Channels and pools form where a dam once stood on the Presumpscot in Westbrook. In addition to traveling the new fish ladder, which is downriver from this spot, fish will also make their way upstream using this side of the river. Chance Viles / American Journal

The gates on the new fish ladder at Saccarappa Falls have been powered up and residents can expect to see them used for upstream fish passage starting in early June.

“All that remains is to test the fishway gates, which is planned for mid-April, and then place the fishway in service,” said Sappi Engineering Manager Barry Stemm.

The level of the river has been lowered, uncovering, among other things, this boat that was once submerged. Chance Viles / American Journal

The fish ladder, or fishway, will be in operation from May 1 to July 15 each year, Stemm said, which coincides with the time frame in which fish swim upstream on the Presumpscot River.

Most of the fish returning to the river this season, said Friends of the Presumpscot River President Michael Shaughnessy, will migrate through the western channel, created when Sappi removed that dam as part of an agreement for federal licensing around conservation. Since the removal of the two Saccarappa Falls dams, there is now a natural channel as well as another with the fish ladder.

The fish ladder allows fish that may not be strong enough to swim through natural channels with obstacles and rapids created by the dams to migrate upstream to spawn,

Talks about removing the Westbrook dams for the benefit of wildlife began over 20 years ago, but was reinforced in 2006 when the U.S. Supreme Court upheld the Maine Department of Environmental Protection’s ability to require fish passage and minimum water flow standards around the Presumpscot River dams as part of water quality certifications required for federal relicensing. The dams, once owned by S.D. Warren, were owned by Sappi, which was responsible for their removal and the fish ladder construction.

Shaughnessy said the fish heading in from the ocean to spawn upriver will mostly be blueback herring, shad and alewives. The fish born upriver then will migrate to the ocean, before returning to the Presumpscot to lay their own eggs.

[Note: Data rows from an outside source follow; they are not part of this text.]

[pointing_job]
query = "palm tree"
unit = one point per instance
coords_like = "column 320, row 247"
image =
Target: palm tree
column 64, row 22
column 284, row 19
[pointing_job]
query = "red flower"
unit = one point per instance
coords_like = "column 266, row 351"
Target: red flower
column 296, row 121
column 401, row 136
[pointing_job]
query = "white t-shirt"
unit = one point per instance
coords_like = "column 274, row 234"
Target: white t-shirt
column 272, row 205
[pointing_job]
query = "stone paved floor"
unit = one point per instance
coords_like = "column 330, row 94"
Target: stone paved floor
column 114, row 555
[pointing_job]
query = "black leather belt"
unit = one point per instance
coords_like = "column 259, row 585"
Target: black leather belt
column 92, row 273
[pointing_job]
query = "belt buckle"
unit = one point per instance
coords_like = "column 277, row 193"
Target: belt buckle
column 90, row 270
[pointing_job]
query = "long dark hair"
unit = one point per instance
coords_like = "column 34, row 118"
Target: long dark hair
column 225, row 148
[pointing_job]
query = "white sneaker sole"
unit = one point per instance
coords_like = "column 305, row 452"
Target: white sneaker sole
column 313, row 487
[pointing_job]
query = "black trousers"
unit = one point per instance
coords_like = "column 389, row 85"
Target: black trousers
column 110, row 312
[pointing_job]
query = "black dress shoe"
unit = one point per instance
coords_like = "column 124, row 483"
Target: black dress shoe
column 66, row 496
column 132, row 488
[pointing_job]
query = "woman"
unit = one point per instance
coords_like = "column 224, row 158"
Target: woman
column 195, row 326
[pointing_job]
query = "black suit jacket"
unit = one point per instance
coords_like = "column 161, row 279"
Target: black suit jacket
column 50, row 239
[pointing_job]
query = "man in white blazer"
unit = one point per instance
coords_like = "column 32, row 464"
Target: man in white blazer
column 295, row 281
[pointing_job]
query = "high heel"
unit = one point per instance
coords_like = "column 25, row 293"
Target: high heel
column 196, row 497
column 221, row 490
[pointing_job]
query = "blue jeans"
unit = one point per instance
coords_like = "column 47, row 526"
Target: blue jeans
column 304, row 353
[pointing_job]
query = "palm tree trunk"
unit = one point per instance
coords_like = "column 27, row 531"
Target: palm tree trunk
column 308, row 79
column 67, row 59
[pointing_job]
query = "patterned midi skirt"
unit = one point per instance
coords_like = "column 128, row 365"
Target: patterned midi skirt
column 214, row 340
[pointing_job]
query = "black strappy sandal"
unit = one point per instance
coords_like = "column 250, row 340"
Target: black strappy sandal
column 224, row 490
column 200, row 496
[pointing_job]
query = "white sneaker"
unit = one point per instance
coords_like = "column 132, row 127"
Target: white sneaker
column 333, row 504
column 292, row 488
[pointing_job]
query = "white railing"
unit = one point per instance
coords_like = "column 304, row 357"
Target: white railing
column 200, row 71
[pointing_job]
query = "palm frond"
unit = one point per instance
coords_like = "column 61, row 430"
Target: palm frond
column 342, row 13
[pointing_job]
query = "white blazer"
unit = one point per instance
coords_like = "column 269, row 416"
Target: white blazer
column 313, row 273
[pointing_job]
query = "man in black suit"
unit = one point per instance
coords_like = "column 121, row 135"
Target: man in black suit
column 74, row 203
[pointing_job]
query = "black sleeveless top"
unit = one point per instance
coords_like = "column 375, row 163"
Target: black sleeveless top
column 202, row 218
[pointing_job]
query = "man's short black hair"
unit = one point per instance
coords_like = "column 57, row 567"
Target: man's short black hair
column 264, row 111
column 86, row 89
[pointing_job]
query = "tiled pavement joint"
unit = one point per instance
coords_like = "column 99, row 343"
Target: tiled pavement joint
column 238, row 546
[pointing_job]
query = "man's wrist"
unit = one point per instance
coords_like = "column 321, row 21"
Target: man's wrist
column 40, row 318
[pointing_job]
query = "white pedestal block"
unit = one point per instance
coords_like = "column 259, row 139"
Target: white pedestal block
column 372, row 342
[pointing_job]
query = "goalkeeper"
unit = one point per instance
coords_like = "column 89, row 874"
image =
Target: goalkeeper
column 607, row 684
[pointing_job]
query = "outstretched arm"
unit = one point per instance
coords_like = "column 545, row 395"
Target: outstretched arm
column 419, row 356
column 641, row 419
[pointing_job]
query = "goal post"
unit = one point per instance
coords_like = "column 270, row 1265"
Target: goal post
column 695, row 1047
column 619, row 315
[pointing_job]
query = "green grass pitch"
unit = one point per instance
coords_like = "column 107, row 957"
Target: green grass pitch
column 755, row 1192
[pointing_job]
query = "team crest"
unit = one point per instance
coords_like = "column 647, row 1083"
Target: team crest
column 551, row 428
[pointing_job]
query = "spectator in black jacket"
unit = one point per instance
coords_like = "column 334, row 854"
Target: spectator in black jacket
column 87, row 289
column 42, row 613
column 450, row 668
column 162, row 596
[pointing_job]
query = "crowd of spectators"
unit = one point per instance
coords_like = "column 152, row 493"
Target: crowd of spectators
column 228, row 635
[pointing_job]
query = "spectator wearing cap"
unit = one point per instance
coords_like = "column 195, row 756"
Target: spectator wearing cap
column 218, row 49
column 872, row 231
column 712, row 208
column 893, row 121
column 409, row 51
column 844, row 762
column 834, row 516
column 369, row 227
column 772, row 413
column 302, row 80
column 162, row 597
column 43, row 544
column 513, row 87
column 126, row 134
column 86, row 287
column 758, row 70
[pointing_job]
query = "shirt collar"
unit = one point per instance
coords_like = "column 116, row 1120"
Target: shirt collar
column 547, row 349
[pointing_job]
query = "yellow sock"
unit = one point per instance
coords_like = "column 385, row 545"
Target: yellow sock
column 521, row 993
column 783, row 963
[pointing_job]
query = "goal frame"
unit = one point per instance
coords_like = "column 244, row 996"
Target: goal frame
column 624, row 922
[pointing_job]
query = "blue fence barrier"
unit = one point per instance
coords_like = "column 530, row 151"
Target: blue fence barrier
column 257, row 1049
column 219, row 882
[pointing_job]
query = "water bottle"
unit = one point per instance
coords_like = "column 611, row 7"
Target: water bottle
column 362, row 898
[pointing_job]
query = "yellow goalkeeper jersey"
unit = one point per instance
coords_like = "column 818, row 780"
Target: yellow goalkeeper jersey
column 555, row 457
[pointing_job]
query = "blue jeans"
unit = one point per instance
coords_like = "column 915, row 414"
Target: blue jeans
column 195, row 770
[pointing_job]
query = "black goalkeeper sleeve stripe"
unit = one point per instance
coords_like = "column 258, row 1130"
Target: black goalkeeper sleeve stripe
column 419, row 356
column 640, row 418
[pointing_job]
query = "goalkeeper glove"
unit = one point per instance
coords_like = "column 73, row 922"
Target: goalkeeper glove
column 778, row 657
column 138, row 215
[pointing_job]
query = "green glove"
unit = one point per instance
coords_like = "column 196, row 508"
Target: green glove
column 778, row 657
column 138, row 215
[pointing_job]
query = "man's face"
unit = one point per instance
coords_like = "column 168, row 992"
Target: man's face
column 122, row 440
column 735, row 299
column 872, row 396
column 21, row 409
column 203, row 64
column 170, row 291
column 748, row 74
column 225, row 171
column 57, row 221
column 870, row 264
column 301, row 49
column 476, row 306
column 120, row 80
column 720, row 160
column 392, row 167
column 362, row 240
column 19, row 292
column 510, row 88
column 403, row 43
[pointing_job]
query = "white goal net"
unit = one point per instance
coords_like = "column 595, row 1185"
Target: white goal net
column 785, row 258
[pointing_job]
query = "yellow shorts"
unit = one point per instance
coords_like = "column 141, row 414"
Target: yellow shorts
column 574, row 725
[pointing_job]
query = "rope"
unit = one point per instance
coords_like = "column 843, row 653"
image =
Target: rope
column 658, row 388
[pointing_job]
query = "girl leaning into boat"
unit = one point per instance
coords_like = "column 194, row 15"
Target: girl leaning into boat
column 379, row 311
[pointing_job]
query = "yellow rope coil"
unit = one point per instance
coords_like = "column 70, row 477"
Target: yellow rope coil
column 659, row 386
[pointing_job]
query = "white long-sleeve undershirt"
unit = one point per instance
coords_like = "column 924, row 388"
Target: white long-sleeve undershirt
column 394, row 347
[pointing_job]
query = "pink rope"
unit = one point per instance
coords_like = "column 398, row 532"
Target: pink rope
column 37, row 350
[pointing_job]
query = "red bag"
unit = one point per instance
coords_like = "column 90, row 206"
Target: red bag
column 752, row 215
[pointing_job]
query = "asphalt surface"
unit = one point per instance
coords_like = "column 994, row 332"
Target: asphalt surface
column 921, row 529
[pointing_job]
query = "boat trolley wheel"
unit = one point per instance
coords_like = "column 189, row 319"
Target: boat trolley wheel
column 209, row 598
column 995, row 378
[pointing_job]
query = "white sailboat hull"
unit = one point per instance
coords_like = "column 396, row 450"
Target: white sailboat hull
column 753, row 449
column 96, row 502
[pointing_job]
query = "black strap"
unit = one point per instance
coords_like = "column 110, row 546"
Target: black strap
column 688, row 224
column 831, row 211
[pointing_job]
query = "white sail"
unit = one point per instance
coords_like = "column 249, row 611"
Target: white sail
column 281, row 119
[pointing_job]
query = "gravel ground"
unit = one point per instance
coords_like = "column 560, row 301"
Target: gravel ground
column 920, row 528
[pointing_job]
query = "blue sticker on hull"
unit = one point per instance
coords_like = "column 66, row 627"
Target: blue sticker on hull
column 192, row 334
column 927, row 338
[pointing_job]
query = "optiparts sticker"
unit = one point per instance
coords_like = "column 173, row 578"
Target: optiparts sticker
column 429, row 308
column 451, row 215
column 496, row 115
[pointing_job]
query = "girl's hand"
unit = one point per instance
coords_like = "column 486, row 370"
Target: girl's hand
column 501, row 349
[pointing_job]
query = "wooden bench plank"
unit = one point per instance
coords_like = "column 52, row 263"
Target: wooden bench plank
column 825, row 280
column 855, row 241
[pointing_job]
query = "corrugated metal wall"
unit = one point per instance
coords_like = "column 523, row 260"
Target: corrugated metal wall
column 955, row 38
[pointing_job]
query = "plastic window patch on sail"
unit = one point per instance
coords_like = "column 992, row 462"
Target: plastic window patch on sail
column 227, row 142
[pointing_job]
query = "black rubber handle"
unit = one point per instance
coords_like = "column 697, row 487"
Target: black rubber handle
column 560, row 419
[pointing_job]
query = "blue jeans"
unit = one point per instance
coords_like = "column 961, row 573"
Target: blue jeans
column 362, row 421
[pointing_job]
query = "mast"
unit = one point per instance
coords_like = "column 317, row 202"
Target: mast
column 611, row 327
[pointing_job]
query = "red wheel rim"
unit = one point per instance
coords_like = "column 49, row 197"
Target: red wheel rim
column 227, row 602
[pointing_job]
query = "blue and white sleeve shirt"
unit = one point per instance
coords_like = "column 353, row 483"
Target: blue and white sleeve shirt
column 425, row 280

“It won’t look like the Mill Brook with a really concentrated group up one set of falls,” he said, referring to dense migration visible on the small Westbrook brook. “They have a wide area to get up, but you will see some coming up.” 

Ducks and even heron have been frequenting the banks of Saccarappa Falls in downtown Westbrook, now more wildlife friendly since the dams have been removed. Chance Viles / American Journal

With the fish coming back, he said, people should also keep their eyes out for birds of prey and other animals already returning to the banks of the river, even right in the heart of downtown.

“It will be really exciting,” Shaughnessy said.

Sappi, meanwhile, has applied to create a new corporation to oversee its assets on the river, a move that is concerning to the Friends of the Presumpscot River. If Sappi sold that corporation, it could remove any financial accountability, said Friends President Michael Shaughnessy, a Westbrook city councilor.

Sappi has applied to the Federal Energy Regulatory Commission and the Maine Department of Environmental Protection to create Presumpscot Hydro, Shaughnessy said.

Manager of Corporate Communications Olga Karagiannis said the company wants to transfer the assets.

“Sappi has applied to transfer its hydro-electric assets to Presumpscot Hydro LLC in connection with exploring the sale of its five hydroelectric projects on the Presumpscot River in order to focus on its core business and unlock value for shareholders,” Karagiannis said.

Friends of the Presumpscot River has intervened in the application process “to ensure that this transfer goes forward only in a way that ensures adequate financial resources will be available for Presumpscot Hydro to fulfill the requirements of the licenses,” Shaughnessy said.

“It is critical to FOPR that there is no possibility to undermine the progress that has been made for the continued restoration of the river. Embodied in the license are the requirements for fish passage at upriver dams and the remaining obligations and responsibilities at Saccarappa,” Shaughnessy said.